O grupo também a ajudou em um momento difícil. Há dois anos, a mãe de Maurina estava a caminho da padaria quando morreu com um tiro de bala perdida em frente à uma igreja no morro. 

Os filhos e o marido falaram que ela deveria seguir com o teatro,  “para não pensar em bobagem”. “A alegria maior da minha vida é o dia em que tenho que vir para cá”, diz Maurina. 

Maria das Graças Pereira, 61, foi uma das últimas a entrar  para o grupo, em 2018. Faltando um ano para se aposentar, ela ficou desempregada. Graça chegou a BH aos 9 anos, junto com a mãe. As duas foram morar em uma casa de família: a mãe cozinhava, ela trabalhava de babá. 

Ela é uma das poucas atrizes que não vive no Morro do Papagaio.  Mas toda semana embarca em um ônibus por uma hora, atravessando a cidade, desde o Alto Vera Cruz, para participar dos ensaios. “Não falto de jeito nenhum. Se não tem passagem, minhas meninas  me dão. A gente ri, a gente brinca, a gente faz tudo aqui. Vou para casa rejuvenescida”, diz.

Para a dramaturga e diretora Liliane da Silva Alves, 44, que começou a trabalhar com o grupo pela cantoterapia, o teatro onde contam suas próprias histórias faz com que encontrem um lugar onde são "vistas, reconhecidas".

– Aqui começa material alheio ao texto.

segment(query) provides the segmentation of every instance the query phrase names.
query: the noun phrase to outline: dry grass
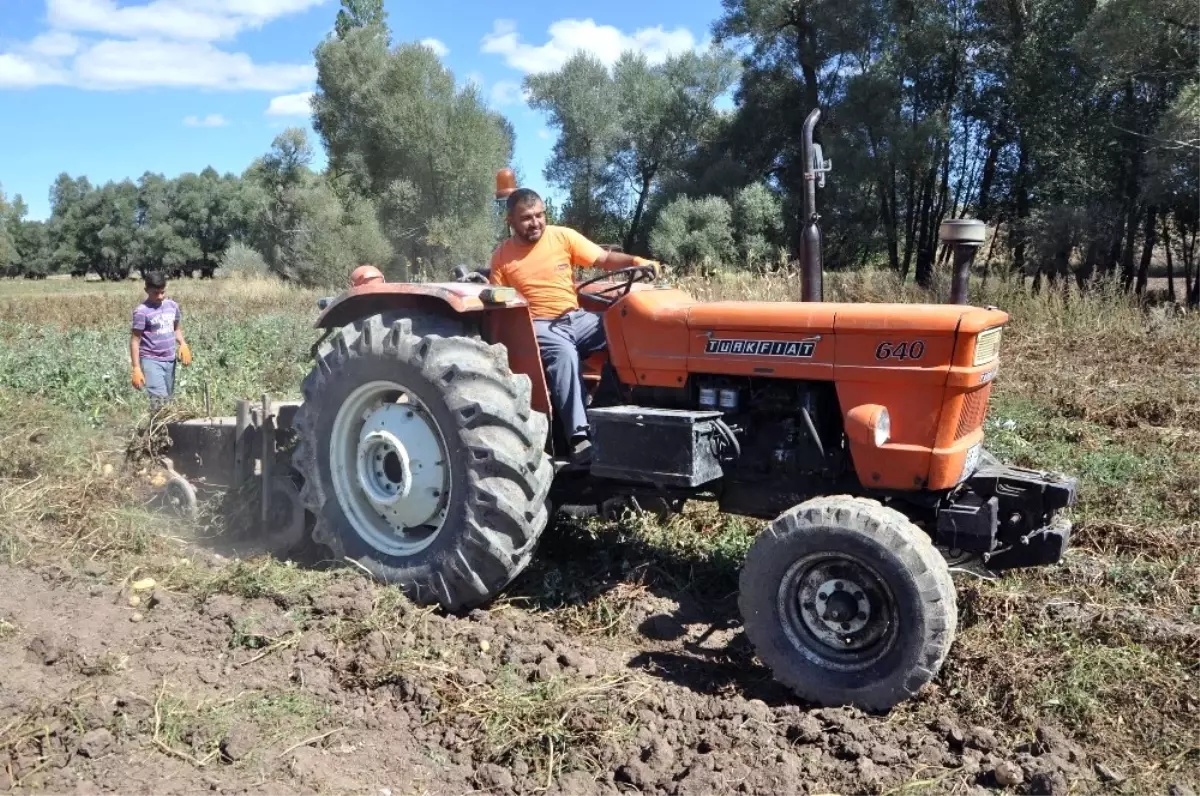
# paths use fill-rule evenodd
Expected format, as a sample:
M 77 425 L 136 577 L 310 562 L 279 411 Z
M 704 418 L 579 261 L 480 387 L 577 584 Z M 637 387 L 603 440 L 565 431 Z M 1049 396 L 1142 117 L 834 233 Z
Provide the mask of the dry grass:
M 799 281 L 781 276 L 683 280 L 683 287 L 702 299 L 799 295 Z M 1152 788 L 1172 767 L 1194 772 L 1200 315 L 1146 309 L 1111 286 L 1032 295 L 1018 282 L 992 280 L 976 289 L 974 303 L 1012 315 L 989 444 L 1016 463 L 1082 478 L 1076 535 L 1060 568 L 962 585 L 962 632 L 940 678 L 944 699 L 904 711 L 950 708 L 985 724 L 998 717 L 1019 732 L 1049 717 L 1129 760 L 1128 770 L 1146 778 L 1135 779 L 1138 786 Z M 221 412 L 233 397 L 264 388 L 295 393 L 316 337 L 316 294 L 260 280 L 182 282 L 172 292 L 198 359 L 182 385 L 186 411 L 203 406 L 205 384 Z M 140 565 L 199 595 L 292 600 L 324 588 L 338 575 L 270 561 L 197 568 L 181 557 L 186 549 L 151 531 L 136 475 L 124 469 L 143 406 L 124 382 L 126 318 L 139 295 L 136 283 L 0 285 L 0 561 L 114 558 L 121 571 Z M 864 273 L 828 275 L 826 298 L 929 297 Z M 727 598 L 755 529 L 704 511 L 665 526 L 647 519 L 595 525 L 582 532 L 577 567 L 536 563 L 526 579 L 534 586 L 512 603 L 545 610 L 572 633 L 620 638 L 649 586 Z M 628 556 L 601 559 L 613 550 Z M 347 642 L 421 621 L 396 610 L 391 591 L 377 593 L 383 610 L 342 628 Z M 472 689 L 440 659 L 404 663 L 426 668 L 443 705 L 469 720 L 496 759 L 520 754 L 552 772 L 563 748 L 600 743 L 563 724 L 572 702 L 604 719 L 589 728 L 623 726 L 624 688 L 582 693 L 569 682 L 497 681 Z M 211 747 L 186 750 L 206 755 Z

"Como, na maioria das vezes, elas foram donas de casa, empregadas domésticas, nunca imaginaram que poderiam sair desse ambiente reservado do lar. Quando elas vão para esse espaço do teatro, reconhecem uma nova identidade, valores que nem os próprios familiares viam nelas”, avalia.

No caso de Maria do Carmo Fernandes Lima, 64, foi assim que ela descobriu um outro lado de si mesma. Do Carmo estudou até a segunda série, diz que lê tudo, mas não sabe escrever. 

“O que impediu muita coisa na minha vida foi o estudo, porque eu larguei. Hoje eu sinto como se eu fosse formada, uma atriz profissional”, diz ela. “Só vou parar quando eu morrer. Enquanto tiver esse grupo todo…Não. Eu adoro teatro”.